The move is part of a drive to make the EU more competitive as a knowledge-based economy compared with fast-growing regions such as Asia. “One way to do this was to make it easy for researchers from around the world to work in the EU,” says Georges Bingen at the European Commission's mobility directorate.

At the moment, scientists from non-EU countries such as India, China or Iran can struggle for months to secure a visa. The new directive fast-tracks applications from researchers wanting to work for more than three months in an EU country. These ‘scientist visas’ will also allow researchers working in a Schengen country — one of 15 European states that have abandoned passport control between their borders — to work in other Schengen countries during their stay.

Research organizations will be central to arranging visas by certifying the status of guest researchers in formal hosting agreements, instead of leaving scientists to fight with consulates on their own.

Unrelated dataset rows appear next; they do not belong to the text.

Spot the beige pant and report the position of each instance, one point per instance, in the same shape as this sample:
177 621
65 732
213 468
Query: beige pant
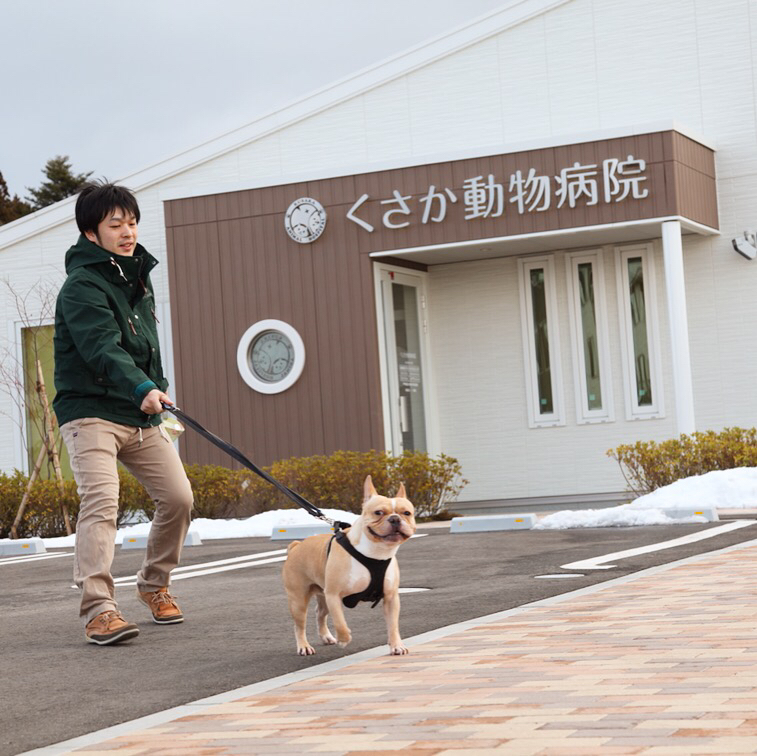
94 446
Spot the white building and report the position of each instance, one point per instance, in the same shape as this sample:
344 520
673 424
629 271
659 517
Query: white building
519 381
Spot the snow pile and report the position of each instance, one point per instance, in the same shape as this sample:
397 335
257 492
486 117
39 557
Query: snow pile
722 489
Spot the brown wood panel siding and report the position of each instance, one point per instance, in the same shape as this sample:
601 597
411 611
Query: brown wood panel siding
695 184
231 264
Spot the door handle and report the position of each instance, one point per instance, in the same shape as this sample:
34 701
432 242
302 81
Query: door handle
404 415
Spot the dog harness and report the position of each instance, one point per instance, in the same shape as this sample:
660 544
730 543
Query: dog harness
377 567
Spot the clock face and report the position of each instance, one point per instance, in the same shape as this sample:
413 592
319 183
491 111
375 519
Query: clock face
271 356
305 220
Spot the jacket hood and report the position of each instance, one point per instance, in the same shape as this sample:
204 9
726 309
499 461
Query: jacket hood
85 252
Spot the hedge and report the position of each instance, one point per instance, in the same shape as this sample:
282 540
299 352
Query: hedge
648 465
331 482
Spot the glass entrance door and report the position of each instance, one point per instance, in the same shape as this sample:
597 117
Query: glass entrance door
403 303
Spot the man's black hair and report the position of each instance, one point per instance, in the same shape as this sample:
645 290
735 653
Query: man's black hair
97 199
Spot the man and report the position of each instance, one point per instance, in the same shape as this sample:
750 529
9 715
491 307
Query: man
110 385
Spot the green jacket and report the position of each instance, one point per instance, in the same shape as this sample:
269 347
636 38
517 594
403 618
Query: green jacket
107 356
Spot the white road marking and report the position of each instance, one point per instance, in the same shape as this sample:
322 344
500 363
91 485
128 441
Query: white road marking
557 577
32 558
598 563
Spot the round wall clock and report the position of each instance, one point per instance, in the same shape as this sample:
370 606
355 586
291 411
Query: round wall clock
305 220
270 356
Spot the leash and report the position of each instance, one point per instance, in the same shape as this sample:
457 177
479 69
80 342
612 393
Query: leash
232 451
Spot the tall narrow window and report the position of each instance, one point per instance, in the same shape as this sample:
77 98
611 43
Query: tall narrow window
643 386
541 342
588 318
638 316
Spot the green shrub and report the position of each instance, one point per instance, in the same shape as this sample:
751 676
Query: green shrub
333 482
648 465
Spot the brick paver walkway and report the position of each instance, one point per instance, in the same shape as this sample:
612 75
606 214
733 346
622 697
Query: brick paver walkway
663 664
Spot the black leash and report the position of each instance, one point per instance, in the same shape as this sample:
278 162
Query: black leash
232 451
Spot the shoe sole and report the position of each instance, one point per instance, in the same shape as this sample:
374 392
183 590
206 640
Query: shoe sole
170 621
109 640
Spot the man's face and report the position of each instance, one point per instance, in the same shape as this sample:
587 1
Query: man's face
116 233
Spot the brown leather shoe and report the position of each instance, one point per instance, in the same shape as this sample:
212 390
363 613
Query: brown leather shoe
165 610
108 628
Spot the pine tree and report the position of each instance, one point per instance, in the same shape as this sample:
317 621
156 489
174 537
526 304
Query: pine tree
61 183
11 208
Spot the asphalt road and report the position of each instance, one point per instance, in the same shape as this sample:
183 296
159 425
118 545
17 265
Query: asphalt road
238 631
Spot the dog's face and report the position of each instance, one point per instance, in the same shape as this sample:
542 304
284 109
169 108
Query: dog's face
387 520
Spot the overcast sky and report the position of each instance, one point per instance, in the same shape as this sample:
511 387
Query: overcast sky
119 86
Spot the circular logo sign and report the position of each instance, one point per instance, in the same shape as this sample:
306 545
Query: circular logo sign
272 356
305 220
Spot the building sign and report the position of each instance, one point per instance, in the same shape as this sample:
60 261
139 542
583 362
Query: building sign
542 190
613 180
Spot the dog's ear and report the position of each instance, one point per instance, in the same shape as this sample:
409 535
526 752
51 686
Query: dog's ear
368 489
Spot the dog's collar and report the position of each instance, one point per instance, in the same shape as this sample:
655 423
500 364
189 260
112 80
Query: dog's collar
377 568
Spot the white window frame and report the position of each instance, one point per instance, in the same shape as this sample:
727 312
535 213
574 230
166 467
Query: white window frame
557 416
585 415
388 380
635 411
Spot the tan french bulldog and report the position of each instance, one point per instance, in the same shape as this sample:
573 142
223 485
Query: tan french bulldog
322 566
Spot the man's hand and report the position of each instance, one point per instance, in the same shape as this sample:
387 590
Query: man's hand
151 404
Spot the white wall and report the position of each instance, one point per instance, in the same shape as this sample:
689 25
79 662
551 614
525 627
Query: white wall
586 65
477 348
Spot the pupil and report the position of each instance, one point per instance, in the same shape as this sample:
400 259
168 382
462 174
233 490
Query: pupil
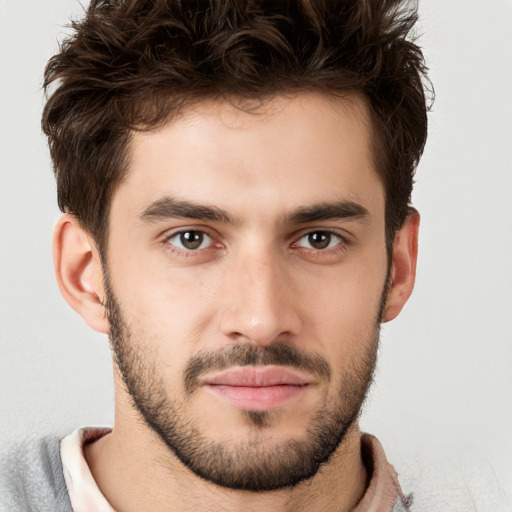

Some research organizations, such as Germany's Max Planck Society, already have departments that help foreign visitors with their visas. “Without help from a hosting institution, non-EU scientists can wait up to a year for a visa, and sometimes arrive with the wrong papers,” says Ellena Kempe, who runs the International Office at the Max Planck Institute of Molecular Cell Biology and Genetics in Dresden. The new directive should reduce the number of problems, although it won't affect security checks on scientists from politically sensitive countries.

EU ministers have also approved a recommendation to speed up short-term visas for non-EU scientists coming to meetings. “We have heard about Chinese researchers, for example, wanting to attend a meeting in Paris and finding the visa procedures so long and time-consuming that they couldn't attend,” says Bingen.